Kata dia, pemerintah pusat harusnya memberikan alterntif atas legalitas tanah warga di Kecamatan Sepaku.
Baik dalam bentuk sertifkat maupun non sertfikat seperti Surat Kepemilikan Tanah (SKT) atau segel.
Meski masih banyak masyarakat yang belum memiliki keduanya, namun kata Tohar, mereka sudah mengusahakan bahkan sejak masifnya pembebasan tanah yang dilakukan di ibu kota baru.
“Mereka sudah mengusahakan sejak timbulnya pembebasan akan kepentingan tanah itu,” sambungnya.
Tohar menjelaskan bahwa hal itu beberapa kali disampaikan ke pemerintah pusat, namun tak juga memberikan respon berarti.
Jawaban mereka hanya sekedar tanggapan normatif.
"Kami sampaikan ke pusat, dan pusat selalu normatif jawabannya, akan dikaji,” pungkasnya.
Sebelumnya, warga Desa Pamaluan menggelar aksi protes.

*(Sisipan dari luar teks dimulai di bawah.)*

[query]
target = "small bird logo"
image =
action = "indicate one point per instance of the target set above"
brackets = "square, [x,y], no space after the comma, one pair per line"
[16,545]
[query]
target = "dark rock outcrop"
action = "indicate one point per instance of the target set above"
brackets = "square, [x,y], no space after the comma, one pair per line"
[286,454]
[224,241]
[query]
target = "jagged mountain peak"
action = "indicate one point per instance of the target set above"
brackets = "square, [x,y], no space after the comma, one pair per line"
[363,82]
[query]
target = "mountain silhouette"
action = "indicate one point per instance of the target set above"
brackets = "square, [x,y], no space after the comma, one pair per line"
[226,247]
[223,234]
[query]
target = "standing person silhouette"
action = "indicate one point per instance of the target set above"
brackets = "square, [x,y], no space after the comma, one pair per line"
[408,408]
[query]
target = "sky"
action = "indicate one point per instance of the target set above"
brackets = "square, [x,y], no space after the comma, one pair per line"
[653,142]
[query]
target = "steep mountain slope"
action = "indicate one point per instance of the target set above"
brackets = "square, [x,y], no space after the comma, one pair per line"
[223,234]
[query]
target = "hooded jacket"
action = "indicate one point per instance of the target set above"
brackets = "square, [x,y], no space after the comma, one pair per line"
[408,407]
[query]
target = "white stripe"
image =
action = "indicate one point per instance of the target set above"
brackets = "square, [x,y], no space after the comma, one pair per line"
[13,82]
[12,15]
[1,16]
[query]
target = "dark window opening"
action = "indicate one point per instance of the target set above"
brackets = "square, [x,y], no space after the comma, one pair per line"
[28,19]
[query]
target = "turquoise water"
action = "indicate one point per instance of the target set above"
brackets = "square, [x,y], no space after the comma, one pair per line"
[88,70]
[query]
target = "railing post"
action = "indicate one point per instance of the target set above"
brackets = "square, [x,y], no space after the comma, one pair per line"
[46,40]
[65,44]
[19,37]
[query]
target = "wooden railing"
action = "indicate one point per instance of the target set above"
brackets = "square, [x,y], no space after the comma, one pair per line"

Perwakilan warga, Paulus mengatakan aksi yang dilakukan ini hanya untuk menyampaikan keberatan atas rencana ganti rugi lahan yang akan diberikan Otorita IKN.
"Kami sudah mendapat informasi bahwa lahan yang dipinggir jalan provinsi ini hanya diberikan Rp225 ribu per meter. Ada juga yang dibebaskan tak sampai Rp 200 ribu. Harga ini menurut kami terlalu rendah dan tidak bisa kami terima," katanya.
Ia menjelaskan, bila ganti rugi lahan ditentukan tim apresial terlalu murah maka para pemilik lahan tidak mampu lagi mendapatkan lahan di Sepaku.
Karena saat ini lanjut Paulus, harga lahan di pinggir jalan provinsi sudah mencapai Rp1 juta.
"Kalau harga lahan masih di bawah Rp1 juta, maka lebih baik lahan kami tak perlu diganti rugi. Jelas kami keberatan dan apalagi kami tetap ingin berada di Sepaku," ucapnya.
Mengenai lahan pengganti, Paulus mengatakan bisa dibicarakan namun dengan syarat khusus. Syarat adalah dengan memberikan ganti lahan sama dengan lokasi milik mereka.
Ia mencontohkan, lahan yang berada di pinggir jalan provinsi maka lahan pengganti juga harus berada di pinggir jalan provinsi dan tak jauh dari IKN Nusantara. (*)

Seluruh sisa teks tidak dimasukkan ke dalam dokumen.